Thank you to the current owner of one of the houses that allowed me to meet her and share with me some of her living environment and her story


Creation date : 11/12/2016 16:12
Category : - Monuments
Page read 2680 times


Reactions to this article

Reaction #2 

by Daulny 16/04/2018 13:15

Bonjour,

Je souhaite vous remercier pour l'article.

Ayant vécu justement au 44 grande rue de thuison  pendant ma jeunesse de 1991 à 2005.

Avec mes parent nous occupions un des logements qui aurait appartenu au chef patriarche

Je savais les batiments marque d'histoire et je reconnais bien la l'aspect de la verrerie.

Enfant je jouer souvent dans la partie de la butte sous la grotte la où les pierres sont rester marquer de leur vestige avec une couche de verre sur la pierre.

Le propiétaire de l'époque m'a raconter un peu de sont histoire à l'époque avec les écurie parti que lui occuper aprés renovation.

cette endroit et remplie de mes souvenir d'enfance et avec regret aujourdhui le portail reste clos à l'époque celui étais ouvert et nombreux passant entrer dans la cour pour prendre photo du vestige.

encore merci d'avoir fait perdurer  l'histoire de cette batisse.


Reaction #1 

by Jean-Jacques_Becquet 12/03/2018 19:08

Bonjour.

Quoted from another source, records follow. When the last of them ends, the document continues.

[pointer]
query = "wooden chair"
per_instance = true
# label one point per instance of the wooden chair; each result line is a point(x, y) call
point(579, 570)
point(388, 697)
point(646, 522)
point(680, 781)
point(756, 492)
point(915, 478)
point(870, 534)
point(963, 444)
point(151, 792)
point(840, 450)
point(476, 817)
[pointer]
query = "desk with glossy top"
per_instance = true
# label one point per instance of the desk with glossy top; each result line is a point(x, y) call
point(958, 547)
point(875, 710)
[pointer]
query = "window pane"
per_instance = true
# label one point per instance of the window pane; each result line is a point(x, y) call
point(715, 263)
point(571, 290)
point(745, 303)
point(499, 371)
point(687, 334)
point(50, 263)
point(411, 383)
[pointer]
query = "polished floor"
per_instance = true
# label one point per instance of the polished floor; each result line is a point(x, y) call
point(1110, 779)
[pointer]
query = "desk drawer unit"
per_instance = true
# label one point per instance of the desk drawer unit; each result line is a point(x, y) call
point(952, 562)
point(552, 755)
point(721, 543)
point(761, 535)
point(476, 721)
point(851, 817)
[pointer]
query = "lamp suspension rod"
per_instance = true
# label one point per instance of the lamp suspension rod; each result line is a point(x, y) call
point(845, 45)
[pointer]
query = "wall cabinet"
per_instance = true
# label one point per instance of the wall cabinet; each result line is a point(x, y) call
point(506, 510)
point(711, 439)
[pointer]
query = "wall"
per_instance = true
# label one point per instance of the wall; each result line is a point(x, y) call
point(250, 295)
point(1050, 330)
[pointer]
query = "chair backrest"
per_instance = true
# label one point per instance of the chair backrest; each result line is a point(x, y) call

Pourquoi écrire "Thuison" avec un y? Serait-ce l'orthographe ancienne?

"appartenant à l'ordre des chartreux": est-on certain que les monastères appartenaient à l'ordre? Ne faudrait-il pas dire: "relevant de l'ordre des chartreux".

"remettre à flot" (au singulier) se dit pour un bateau. Même de façon imagée, c'est étrange pour un monastère...

Le choix du sujet est bienvenu en effet. Ce sont des questions de formulation et de rédaction qui se posent parfois. C'est si difficile.

Bravo pour l'entreprise.

Cordialement.

JJB


Copyright
Images and texts are not royalty-free.